The reason? They aren’t ready for my services.
For a resume to be effective, it must unequivocally position a candidate for the function, industry, and challenge they are hoping to take on next. But I often speak to executive job seekers who don’t have a clear idea of where they are aiming. Trying to polish and prime your resume when you haven’t clarified your objective is akin to sharpening arrows and then hoping to shoot them blindfolded and still hit the target.
I often encounter executives who think they’ll be more effective in their search if they don’t rule out any opportunities. With one single arrow, they are hoping to hit a dozen targets. When I sense doubts as to where a prospective client could best leverage their strengths and what role would make them most happy—or if it is evident that they are aiming in too many directions at once—I always recommend that they first do some soul searching—preferably with the help of a qualified career coach who can guide them in asking themselves the right questions.
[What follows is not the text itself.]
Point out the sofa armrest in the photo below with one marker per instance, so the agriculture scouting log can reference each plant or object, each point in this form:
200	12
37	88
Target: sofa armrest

Partnering with a career coach can help job seekers gain clarity by addressing the following questions:
- “What do I really want to do?”
- “What are my values and priorities and which opportunities fit with them?”
- “What types of organizations and industries are a good match for me?”
- “What are the business pain points that I can and want to alleviate?”
Answering these questions is critical before attempting to spend endless hours revamping your resume, or prior to investing in career writing services. It can take some courage to narrow down your focus, and rule out opportunities. But, chances are, many of those opportunities would leave you wanting more anyway.
If your job search is stalled, ask yourself if your target is in clear focus. If it is not, that is the first hurdle to jump over. Next you will want to understand your personal brand so that you can later build it both online and offline. A career coach can look at your personal brand in an unbiased way and help you uncover your strengths to emphasize those that are aligned with your goal.
Once that is done, NOW it is time to ask yourself if your resume and other career documents effectively communicate a powerful message that will enable you to hit that career target. But with laser focus on what you want and a sense of which of your strengths are most important for your ideal role, it becomes much easier to filter through the achievements gained over decades of experience and know just what you should emphasize. It will also help you reweight your skills and include the right keywords on your resume in order to appeal to those specific opportunities.
If you keep telling yourself: “I need to get my resume up to date,” first ask yourself if you are truly ready to do so effectively. Once you have a clear career objective and confidence in knowing which of your many skills align with that goal, you’ll be equipped with the information needed to develop powerful career literature.